Although "intensive medical treatment" is recommended for patients with Barrett's esophagus and dysplasia demonstrated by biopsy [1 ], there is little data to substantiate the natural history of dysplasia, let alone its response to therapy. Two major caveats have to be kept in mind when evaluating data on regression of dysplasia:

1. The adequacy of biopsy sampling and the problem of sampling error; and

2. The issue of observer variability - even in the presence of high-grade dysplasia, the interobserver agreement is only in the 85-87% range [2].

Hameeteman et al. reported 50 patients with Barrett's esophagus actively treated when reflux esophagitis was seen at endoscopy. Treatment consisted of H2-receptor antagonists, omeprazole and six patients underwent antireflux surgery. In spite of this therapy of active inflammatory disease, five patients progressed from negative or low-grade dysplasia to carcinoma and 13 patients either developed or continued to have dysplasia [3]. High-grade dysplasia without progression was present in two patients for 36 and 44 months.
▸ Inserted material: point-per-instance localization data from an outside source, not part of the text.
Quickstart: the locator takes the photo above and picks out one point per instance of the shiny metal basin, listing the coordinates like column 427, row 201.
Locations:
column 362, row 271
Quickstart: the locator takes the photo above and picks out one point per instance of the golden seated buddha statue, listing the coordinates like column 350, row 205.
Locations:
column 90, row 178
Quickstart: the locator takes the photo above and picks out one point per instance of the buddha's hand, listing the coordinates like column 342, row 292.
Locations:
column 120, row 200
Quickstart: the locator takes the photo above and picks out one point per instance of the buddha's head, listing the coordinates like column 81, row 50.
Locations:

Reid et al. described a prospective endoscopic surveillance of 62 patients with Barrett's esophagus. Although the therapy of these patients is not described, four out of nine patients with high-grade dysplasia remained stable, histologically, over an 11-20-month interval. In addition, four out of 20 patients with indefinite or low-grade dysplasia subsequently did not have dysplasia during follow-up [4].

In conclusion, data are lacking which indicate that medical therapy leads to regression or stabilization of dysplasia in Barrett's esophagus. Due to the relative infrequency of dysplasia, multicenter studies with standardized observations and central pathology readings will be necessary to define the natural history of dysplasia and the response to therapy.
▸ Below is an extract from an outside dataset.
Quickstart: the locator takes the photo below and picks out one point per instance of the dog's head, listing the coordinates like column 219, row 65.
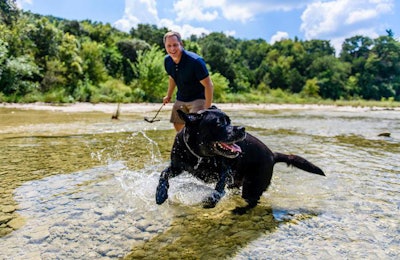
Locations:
column 210, row 133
1. Spechler SJ, Goyal RK. Barrett's esophagus. N Engl J Med 1986;315:362-371.

2. Reid BJ, Haggitt RC, Rubin CE et al. Observer variation in the diagnosis of dysplasia in Barrett's esophagus Hum Pathol 1988;19:166-178.

3. Hameeteman W, Tytgat GNJ, Houthoff HJ et al. Barrett's esophagus: development of dysplasia and adenocarcinoma. Gastroenterology 1989;96:1249-1256.

4. Reid BJ, Blount PL, Rubin CE et al. Flow-cytometric and histologic progression to malignancy in Barrett's esophagus: prospective endoscopic surveillance of a cohort. Gastroenterology 1992;102:1212-1219.